Engineering Career Reaches New Heights For LGO Grad
发布时间:2011-12-19 发布者:CLGO办公室
By Josh Jacobs, LGO Director of Operations and Partner Integration
For Victoria De Matteis (LGO ’02), the past ten years at Boeing have been the “climb phase” in a challenging and rewarding career flight path that she recounted to LGO students and alumni in a recent web seminar called “Career Navigation at Boeing: The Sky is Not the Limit!”

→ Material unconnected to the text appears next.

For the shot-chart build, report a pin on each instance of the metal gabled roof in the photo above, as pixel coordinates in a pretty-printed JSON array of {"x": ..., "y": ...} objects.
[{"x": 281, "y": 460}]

De Matteis, currently Engineering Senior Manager for the 747-8 Program Airframe team, took her MBA and SM in Mechanical Engineering from LGO to Boeing in the midst of a major downturn. Since then, she’s enjoyed the company’s rising fortunes, with record aircraft orders announced just the week before her seminar. The lesson for her and LGO graduates who might navigate future cycles in large companies, she said, is to “understand how the organization evolves, and see growing opportunities for technical leadership” as the company accelerates.
As an LGO graduate, De Matteis benefited from the support network of over 50 other LGOs in Boeing. She also described how LGO helped prepare her to lead in a complex technical environment—for example, in knowing “when to stop collecting data and make a decision, and to understand the business and technical aspects of relations with suppliers.”
De Matteis talked about the satisfaction of working across her engineering area to collaborate with Boeing’s manufacturing research and development group in projects such as the introduction of a new aft door for the 777 freighter, where she helped develop new tools and introduce automated technology on the production shop floor.
Throughout her ascent at Boeing, De Matteis has sought to leverage diversity in many different dimensions. Based on the advice of her LGO network, she chose a shop-floor manufacturing role as her first job. In her unusual role as a foreign-born female supervisor, De Matteis (a native of Mexico) found she had to earn the trust of unionized employees and convince them that she was committed to the success of the whole team.
In learning about how people of different genders and cultures communicate in the workplace since then, De Matteis has aimed to understand how to “remove the noise and focus on technical decision-making” to collaborate effectively, she said.
De Matteis emphasized the importance of following your passion and understanding the pros and cons of working at a huge company like Boeing. Although a rotational program gave her an opportunity to move between “career flight axes”, one thing she learned from that experience was to avoid traversing all three at the same time. “In my next move, I won’t change my job level, network, and product line all at once,” she said.
For De Matteis, further development of the systems-thinking approaches she learned at LGO has spearheaded her growth as a leader in the past decade. She closed by recalling some of the LGO courses that are still relevant to her work, such as operations management, but focused mostly on how her “top-notch peers” in the program helped her set a course for a high-level career “cruising altitude” to which “the LGO education was intended to bring us.”